Apa saja yang berhak mendapatkan predikat sakral? Apakah ia merujuk pada entitas fisik? Atau metafisik? Mengatakan gamelanmengalami desakralisasi – jika mengikuti pendapat Gigih – berarti memahami gamelansebagai entitas fisik. Dengan demikian apakah musik dapat menjadi sakral dan tidak sakral? Bukankah persepsi yang sakral dan tidak sakral terbentuk berdasarkan konteks? Saya kira konteks dikonstruksi oleh kesadaran. Kesadaran, seperti halnya selera, tidak lepas dari konstruksi sosial, yaitu dibentuk dan diarahkan oleh pandangan masyarakat. Dengan menghadapkan orang Bali pada situasi baru karena harus menafsirkan budaya mereka di hadapan publik asing, kedatangan para wisatawan akan memaksa mereka untuk menarik garis batas antara apa yang menjadi milik agama dan apa yang berasal dari seni.

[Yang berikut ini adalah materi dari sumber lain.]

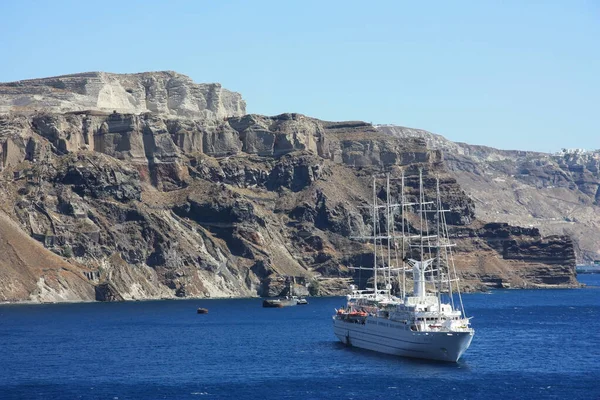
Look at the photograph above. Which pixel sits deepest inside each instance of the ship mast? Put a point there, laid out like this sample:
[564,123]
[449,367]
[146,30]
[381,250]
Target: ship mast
[374,236]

Bagaimanapun, kita telah mewarisi bahwa musik adalah istilah luar yang dipinjam untuk menunjukkan suatu substansi. Meskipun maknanya telah bergeser secara semantik, gamelan dengan berbagai latar belakang kebudayaan adalah musik itu sendiri. [T]
[1] Sependek ingatan, saya membaca ini dari buku Suka Hardjana. Hingga tulisan ini rampung saya benar-benar mengalami kesulitan dalam mengingat kepada siapa saya telah meminjamkan buku ini. Oleh karena itu, apabila terdapat kekeliruan, mohon diluruskan.